Robustness of Stochastic Optimal Control to Approximate Diffusion Models Under Several Cost Evaluation Criteria

成果类型:
Article
署名作者:
Pradhan, Somnath; Yueksel, Serdar
署名单位:
Queens University - Canada
刊物名称:
MATHEMATICS OF OPERATIONS RESEARCH
ISSN/ISSBN:
0364-765X
DOI:
10.1287/moor.2022.0134
发表日期:
2024
页码:
2049-2077
关键词:
markov decision-processes multidimensional diffusions MAXIMUM PRINCIPLE ergodic control CONVERGENCE STABILITY Iteration systems
摘要:
In control theory, typically a nominal model is assumed based on which an optimal control is designed and then applied to an actual (true) system. This gives rise to the problem of performance loss because of the mismatch between the true and assumed models. A robustness problem in this context is to show that the error because of the mismatch between a true and an assumed model decreases to zero as the assumed model approaches the true model. We study this problem when the state dynamics of the system are governed by controlled diffusion processes.
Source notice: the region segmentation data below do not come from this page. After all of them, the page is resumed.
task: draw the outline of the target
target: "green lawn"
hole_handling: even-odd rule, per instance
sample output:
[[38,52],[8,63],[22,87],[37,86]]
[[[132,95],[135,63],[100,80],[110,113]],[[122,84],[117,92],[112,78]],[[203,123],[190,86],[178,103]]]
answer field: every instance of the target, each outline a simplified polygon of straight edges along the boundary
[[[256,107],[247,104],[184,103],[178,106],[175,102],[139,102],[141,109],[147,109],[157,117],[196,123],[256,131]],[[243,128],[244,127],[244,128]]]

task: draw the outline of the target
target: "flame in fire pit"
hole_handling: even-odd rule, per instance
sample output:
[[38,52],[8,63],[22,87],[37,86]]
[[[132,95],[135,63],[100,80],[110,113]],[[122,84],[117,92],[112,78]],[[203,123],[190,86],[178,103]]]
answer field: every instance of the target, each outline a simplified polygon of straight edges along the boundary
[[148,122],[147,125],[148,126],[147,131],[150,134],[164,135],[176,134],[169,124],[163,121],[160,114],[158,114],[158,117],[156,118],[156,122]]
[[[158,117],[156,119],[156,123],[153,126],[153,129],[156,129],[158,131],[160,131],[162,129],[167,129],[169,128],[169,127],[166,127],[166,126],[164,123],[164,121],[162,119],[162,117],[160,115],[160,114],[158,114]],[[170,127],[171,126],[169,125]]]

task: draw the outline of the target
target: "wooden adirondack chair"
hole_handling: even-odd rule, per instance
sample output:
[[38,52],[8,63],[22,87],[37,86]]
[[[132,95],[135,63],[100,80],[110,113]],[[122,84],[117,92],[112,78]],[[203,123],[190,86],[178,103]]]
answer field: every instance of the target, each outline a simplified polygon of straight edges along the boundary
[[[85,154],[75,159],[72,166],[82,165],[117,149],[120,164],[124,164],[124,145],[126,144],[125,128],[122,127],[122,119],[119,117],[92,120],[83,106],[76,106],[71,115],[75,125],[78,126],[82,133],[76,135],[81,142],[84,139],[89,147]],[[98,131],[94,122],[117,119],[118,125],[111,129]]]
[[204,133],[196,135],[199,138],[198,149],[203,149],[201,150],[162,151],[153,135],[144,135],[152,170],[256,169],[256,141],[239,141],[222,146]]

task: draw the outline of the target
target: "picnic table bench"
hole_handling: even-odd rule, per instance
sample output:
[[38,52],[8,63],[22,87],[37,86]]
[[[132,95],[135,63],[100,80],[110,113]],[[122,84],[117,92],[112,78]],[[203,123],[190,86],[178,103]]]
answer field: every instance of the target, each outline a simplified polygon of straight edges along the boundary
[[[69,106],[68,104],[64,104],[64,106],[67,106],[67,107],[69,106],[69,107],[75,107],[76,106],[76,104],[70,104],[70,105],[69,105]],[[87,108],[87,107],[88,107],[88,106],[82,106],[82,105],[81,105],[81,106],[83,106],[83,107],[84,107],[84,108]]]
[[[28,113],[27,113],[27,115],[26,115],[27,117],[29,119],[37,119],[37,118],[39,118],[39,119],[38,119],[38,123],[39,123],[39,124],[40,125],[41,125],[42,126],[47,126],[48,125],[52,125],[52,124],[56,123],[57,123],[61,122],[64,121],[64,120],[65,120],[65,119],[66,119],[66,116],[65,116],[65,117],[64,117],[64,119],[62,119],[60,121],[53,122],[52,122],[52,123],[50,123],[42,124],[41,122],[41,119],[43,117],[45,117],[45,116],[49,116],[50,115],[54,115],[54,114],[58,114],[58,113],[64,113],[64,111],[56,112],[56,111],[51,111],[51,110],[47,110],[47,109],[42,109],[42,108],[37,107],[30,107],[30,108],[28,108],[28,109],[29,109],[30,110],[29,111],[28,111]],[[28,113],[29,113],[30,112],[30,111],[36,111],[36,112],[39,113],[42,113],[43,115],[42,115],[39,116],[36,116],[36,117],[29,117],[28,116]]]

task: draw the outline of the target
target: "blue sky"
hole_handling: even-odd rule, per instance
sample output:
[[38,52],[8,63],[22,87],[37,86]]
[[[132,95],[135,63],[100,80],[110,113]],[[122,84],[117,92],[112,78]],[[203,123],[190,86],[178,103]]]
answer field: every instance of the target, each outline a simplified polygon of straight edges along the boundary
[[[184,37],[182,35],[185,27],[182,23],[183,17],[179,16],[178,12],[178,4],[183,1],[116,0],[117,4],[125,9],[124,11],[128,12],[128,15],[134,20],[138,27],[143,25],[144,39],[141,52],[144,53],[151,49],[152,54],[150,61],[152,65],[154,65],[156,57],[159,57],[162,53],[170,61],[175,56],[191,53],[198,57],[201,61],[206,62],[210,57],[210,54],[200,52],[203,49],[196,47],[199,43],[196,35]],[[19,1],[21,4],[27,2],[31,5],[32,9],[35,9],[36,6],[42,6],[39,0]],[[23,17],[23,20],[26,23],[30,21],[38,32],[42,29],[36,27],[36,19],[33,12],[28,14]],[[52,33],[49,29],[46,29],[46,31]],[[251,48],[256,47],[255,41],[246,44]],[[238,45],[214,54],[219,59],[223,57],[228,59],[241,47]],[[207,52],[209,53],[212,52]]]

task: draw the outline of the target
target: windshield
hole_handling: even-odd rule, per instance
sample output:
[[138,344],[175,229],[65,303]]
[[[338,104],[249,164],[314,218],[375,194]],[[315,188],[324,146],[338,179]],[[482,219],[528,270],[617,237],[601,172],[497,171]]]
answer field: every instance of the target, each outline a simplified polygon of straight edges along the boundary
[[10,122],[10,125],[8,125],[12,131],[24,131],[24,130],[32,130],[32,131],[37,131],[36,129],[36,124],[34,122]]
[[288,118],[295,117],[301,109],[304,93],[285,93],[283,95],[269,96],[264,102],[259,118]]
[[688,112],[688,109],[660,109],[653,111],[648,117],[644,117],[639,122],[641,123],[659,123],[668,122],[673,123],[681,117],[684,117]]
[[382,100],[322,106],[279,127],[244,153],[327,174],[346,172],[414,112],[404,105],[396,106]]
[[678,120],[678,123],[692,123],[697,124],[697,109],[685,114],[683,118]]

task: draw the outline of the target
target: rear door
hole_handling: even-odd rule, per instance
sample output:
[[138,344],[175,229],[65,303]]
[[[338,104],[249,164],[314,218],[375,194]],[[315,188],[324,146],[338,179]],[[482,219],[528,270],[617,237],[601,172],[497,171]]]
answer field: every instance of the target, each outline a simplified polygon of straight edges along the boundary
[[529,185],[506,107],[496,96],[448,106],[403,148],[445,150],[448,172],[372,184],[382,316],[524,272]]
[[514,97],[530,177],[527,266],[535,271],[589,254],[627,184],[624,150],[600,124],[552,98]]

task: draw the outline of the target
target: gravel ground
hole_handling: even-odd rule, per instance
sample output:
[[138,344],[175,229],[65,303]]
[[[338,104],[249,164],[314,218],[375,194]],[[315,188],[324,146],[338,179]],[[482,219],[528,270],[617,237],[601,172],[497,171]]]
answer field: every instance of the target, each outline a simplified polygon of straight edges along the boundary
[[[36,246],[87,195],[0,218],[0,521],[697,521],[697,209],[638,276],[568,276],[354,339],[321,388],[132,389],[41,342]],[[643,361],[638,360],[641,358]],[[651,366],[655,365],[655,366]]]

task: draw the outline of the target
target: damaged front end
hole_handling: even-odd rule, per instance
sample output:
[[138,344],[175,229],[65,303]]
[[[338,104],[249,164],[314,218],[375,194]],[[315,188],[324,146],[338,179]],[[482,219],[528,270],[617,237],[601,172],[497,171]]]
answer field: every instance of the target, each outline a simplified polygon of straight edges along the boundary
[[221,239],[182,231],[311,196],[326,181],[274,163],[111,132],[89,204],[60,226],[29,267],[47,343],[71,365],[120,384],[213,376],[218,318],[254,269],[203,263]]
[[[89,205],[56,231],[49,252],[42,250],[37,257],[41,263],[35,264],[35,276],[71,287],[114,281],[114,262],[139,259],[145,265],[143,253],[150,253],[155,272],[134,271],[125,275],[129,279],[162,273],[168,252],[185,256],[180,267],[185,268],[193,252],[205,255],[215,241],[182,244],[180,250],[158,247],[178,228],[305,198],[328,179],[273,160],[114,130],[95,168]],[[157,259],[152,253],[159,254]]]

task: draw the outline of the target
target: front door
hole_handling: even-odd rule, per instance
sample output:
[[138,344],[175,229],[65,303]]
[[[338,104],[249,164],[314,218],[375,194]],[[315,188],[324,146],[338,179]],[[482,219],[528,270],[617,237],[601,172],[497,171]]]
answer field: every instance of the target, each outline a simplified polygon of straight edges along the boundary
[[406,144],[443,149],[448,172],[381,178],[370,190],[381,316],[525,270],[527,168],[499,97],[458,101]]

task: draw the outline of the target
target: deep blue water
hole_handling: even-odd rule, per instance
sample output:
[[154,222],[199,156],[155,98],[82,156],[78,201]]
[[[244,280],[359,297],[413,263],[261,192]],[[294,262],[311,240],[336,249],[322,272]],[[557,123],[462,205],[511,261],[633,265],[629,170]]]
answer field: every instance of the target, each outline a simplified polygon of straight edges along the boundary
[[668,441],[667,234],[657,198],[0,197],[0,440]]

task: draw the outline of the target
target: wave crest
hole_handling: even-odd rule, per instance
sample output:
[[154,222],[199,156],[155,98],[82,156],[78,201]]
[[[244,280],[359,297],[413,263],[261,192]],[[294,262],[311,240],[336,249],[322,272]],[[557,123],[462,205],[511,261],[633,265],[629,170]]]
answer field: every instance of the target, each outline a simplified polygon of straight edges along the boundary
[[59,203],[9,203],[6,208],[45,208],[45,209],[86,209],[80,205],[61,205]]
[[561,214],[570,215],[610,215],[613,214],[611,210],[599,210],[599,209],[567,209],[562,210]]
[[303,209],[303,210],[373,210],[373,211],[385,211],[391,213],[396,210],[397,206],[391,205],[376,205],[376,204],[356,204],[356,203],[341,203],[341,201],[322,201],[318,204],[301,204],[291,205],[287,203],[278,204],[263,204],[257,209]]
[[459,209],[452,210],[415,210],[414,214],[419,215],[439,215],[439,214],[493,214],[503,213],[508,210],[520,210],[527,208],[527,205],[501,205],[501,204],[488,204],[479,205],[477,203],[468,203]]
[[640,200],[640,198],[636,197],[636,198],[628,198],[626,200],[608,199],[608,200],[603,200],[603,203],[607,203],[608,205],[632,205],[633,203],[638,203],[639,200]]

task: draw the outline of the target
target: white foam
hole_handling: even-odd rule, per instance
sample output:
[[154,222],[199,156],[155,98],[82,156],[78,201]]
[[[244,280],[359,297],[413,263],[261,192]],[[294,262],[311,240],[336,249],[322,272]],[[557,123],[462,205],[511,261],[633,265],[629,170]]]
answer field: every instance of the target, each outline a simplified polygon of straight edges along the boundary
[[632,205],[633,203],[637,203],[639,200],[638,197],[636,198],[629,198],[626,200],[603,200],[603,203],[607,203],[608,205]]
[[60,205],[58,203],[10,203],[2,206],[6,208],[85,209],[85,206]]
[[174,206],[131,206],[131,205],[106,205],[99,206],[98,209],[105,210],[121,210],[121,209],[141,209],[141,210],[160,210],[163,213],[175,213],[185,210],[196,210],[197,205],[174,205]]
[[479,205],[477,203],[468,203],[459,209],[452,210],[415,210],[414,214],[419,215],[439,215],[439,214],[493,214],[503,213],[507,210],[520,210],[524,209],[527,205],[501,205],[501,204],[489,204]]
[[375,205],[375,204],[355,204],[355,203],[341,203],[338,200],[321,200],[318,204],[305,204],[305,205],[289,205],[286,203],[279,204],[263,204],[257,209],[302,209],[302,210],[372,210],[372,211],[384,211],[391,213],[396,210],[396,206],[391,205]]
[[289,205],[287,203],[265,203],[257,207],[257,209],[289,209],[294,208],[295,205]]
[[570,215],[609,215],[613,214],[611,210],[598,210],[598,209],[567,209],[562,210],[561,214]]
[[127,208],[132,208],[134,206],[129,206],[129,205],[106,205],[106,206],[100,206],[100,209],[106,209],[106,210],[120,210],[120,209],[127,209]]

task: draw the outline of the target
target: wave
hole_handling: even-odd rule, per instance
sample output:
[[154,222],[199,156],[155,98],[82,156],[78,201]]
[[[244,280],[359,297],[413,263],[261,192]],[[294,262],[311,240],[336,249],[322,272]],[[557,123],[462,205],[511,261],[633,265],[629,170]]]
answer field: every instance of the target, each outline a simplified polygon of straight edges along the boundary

In particular, we discuss continuity and robustness properties of finite and infinite horizon alpha-discounted/ergodic optimal control problems for a general class of nondegenerate controlled diffusion processes as well as for optimal control up to an exit time. Under a general set of assumptions and a convergence criterion on the models, we first establish that the optimal value of the approximate model converges to the optimal value of the true model. We then establish that the error because of the mismatch that occurs by application of a control policy, designed for an incorrectly estimated model, to a true model decreases to zero as the incorrect model approaches the true model. We see that, compared with related results in the discrete-time setup, the continuous-time theory lets us utilize the strong regularity properties of solutions to optimality (Hamilton-Jacobi-Bellman) equations, via the theory of uniformly elliptic partial differential equations, to arrive at strong continuity and robustness properties.